Kalafat şöyle devam etti:
"Marmara Denizi'nde iki önemli sistem bir şekilde çarpışıyor. Dolayısıyla hangisinin daha güçlü olacağı konusunda bir sonuç vermemiz gerekirse ağırlıklı olarak Kuzey Anadolu fayının daha tehlikeli olduğu ve daha büyük deprem üreteceğidir. Marmara'dan beklediğimiz depremler 6 ile 7 civarında depremlerdir. Bunlar depremin olacağı segment dediğimiz parçanın özelliğine bağlı olarak değişebilir. İki koldan da deprem olabilir ikisi de önemli derecede tahribata, kısmen de olsa yaralamalara can kaybına neden olabilir."
"UFAK DEPREMLER BİZE FAYIN AKTİF OLDUĞUNU İŞARET EDİYOR"

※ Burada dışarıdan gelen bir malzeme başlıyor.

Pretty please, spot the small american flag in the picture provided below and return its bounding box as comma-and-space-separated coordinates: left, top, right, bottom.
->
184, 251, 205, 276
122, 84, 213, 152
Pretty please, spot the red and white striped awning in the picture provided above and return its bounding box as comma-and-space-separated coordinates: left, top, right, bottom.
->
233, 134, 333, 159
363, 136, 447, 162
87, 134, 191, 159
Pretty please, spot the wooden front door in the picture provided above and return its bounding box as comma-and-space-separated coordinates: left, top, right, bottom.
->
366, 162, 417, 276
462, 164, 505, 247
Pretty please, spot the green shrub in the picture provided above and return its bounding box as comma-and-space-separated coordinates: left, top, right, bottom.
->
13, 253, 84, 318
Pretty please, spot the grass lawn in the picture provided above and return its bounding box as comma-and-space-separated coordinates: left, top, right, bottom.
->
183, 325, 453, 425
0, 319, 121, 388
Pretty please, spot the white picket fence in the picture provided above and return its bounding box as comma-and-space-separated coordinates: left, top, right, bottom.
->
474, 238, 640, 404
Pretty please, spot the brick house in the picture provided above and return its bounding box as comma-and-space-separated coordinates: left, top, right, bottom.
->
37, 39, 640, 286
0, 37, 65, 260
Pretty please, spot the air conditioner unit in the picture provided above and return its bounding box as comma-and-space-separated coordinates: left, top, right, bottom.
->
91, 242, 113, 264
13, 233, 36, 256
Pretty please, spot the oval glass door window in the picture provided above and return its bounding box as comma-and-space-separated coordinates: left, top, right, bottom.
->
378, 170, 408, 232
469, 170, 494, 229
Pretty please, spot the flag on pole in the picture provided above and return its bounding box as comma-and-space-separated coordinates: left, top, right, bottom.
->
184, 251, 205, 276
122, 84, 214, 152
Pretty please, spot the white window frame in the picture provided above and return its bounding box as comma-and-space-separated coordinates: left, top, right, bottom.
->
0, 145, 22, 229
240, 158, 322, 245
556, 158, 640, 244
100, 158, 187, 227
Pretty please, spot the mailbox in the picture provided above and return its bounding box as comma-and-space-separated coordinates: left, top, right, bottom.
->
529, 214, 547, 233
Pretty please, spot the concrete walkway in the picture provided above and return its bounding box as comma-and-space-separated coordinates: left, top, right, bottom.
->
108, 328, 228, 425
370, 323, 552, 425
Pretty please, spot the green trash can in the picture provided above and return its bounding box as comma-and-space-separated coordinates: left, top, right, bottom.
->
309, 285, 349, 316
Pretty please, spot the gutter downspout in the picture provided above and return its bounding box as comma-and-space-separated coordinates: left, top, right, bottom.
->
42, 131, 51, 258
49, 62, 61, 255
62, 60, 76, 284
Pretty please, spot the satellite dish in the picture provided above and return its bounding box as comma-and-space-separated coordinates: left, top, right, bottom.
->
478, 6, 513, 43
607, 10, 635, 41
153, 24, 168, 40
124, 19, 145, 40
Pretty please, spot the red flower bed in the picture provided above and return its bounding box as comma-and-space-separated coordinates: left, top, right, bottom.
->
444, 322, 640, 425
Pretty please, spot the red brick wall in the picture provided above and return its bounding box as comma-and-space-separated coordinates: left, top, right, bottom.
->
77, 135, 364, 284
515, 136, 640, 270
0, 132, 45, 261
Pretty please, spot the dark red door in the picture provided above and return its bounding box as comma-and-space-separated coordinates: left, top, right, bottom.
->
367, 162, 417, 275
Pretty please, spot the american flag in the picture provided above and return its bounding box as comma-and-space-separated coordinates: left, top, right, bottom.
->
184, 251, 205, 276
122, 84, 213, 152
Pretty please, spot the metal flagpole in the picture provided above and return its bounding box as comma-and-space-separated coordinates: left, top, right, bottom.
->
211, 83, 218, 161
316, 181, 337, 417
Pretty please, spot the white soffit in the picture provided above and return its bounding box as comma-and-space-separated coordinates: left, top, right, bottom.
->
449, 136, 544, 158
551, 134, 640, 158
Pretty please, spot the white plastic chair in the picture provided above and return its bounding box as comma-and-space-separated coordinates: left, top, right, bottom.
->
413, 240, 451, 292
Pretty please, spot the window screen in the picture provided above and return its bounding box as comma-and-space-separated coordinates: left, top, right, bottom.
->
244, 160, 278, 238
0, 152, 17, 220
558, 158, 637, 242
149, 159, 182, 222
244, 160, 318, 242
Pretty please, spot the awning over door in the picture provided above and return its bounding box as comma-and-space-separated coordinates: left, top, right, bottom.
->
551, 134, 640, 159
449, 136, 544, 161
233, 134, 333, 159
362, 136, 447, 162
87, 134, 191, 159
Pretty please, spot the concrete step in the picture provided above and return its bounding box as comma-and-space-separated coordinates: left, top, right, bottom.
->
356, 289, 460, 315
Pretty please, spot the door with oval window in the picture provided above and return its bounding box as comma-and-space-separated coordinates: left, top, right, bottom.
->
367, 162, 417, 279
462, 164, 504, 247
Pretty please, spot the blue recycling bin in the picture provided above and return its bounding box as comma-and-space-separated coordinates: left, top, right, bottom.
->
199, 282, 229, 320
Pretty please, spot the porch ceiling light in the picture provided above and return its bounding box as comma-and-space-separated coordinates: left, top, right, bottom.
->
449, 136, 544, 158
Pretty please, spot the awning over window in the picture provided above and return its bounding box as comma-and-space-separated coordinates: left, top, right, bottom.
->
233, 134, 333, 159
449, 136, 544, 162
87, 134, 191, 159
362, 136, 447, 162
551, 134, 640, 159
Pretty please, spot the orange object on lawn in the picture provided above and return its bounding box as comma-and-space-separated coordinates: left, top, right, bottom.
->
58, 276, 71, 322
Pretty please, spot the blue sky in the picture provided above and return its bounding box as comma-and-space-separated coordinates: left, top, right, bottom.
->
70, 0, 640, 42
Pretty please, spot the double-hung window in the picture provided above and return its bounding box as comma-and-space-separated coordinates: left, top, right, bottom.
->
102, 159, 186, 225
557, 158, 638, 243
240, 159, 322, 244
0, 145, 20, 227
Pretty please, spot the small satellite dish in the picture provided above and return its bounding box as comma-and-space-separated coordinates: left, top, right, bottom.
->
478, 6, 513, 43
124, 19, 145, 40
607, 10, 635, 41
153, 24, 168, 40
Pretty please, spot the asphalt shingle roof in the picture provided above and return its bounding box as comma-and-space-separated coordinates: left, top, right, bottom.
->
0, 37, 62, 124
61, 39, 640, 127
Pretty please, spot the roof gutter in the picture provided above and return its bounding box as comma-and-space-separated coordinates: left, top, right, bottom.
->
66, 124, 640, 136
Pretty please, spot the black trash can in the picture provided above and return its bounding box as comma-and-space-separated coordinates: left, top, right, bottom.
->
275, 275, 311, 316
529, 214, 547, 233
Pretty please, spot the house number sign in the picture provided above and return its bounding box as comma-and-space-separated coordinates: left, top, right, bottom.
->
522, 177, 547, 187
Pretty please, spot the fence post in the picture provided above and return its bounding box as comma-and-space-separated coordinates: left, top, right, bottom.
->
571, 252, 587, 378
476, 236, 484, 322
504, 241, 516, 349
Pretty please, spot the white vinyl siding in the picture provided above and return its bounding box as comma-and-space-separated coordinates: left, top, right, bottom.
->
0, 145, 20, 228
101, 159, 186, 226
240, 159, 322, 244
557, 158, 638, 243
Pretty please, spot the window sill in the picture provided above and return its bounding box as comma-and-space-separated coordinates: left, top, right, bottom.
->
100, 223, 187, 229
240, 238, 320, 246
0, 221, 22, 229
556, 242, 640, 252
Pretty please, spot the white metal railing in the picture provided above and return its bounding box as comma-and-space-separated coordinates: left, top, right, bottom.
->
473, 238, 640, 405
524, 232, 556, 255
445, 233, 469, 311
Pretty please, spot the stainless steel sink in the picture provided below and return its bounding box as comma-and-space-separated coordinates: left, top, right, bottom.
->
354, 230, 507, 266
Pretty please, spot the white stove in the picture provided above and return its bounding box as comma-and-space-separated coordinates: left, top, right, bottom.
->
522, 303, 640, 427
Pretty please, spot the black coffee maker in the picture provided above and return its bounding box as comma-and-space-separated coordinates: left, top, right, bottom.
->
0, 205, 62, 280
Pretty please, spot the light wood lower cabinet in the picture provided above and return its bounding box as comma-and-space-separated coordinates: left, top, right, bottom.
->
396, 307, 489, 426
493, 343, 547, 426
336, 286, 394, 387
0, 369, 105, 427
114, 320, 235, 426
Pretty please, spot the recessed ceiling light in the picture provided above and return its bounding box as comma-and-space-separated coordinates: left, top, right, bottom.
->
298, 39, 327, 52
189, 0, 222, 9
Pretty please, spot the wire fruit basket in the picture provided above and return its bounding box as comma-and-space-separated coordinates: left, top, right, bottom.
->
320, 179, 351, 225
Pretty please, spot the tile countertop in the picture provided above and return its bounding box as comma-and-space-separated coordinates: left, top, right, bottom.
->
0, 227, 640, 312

Kalafat, "Küçük depremler hiçbir zaman büyük depremin enerjisini almazlar. Ben şöyle tasavvur ediyorum, yaklaşık Marmara Denizinin 15-17 km altında bir fil ayaklarını kırmış yatıyor. Siz yalnızca 3'lük depremle filin tüyünü kopartıyorsunuz ama fili ayağa kaldırmak için gerekli olan kuvveti veremezsiniz. Dolayısıyla ufak depremler bize bu coğrafyada hazırlık safhasında olduğunu, fayın aktif olduğunu ve büyük deprem üretme potansiyelinin çok yüksek olduğunu işaret ediyor. Kuzey Anadolu fayı 1999 depremi öncesinde de aynı özellikleri taşıyordu. Dolayısıyla Kuzey Anadolu fayı deprem üretmeden önce 10'lu yıllar içerisinde önemli derecede deprem aktivitesine sahiptir ama bunlar hiçbir zaman büyük depremin enerjisini sıfırlamaz. Yaklaşık ortalama 7 civarında ama hiçbir zaman 17 Ağustos büyüklüğünde olmayacak. Veya Erzincan depremi gibi 7.9, 7.8'ler gibi olmayacak ama yine 7'nin üzerine bir deprem İstanbul ve Marmara bölgesi için yıkıcı ve tahripkar bir deprem olacaktır" diye konuştu.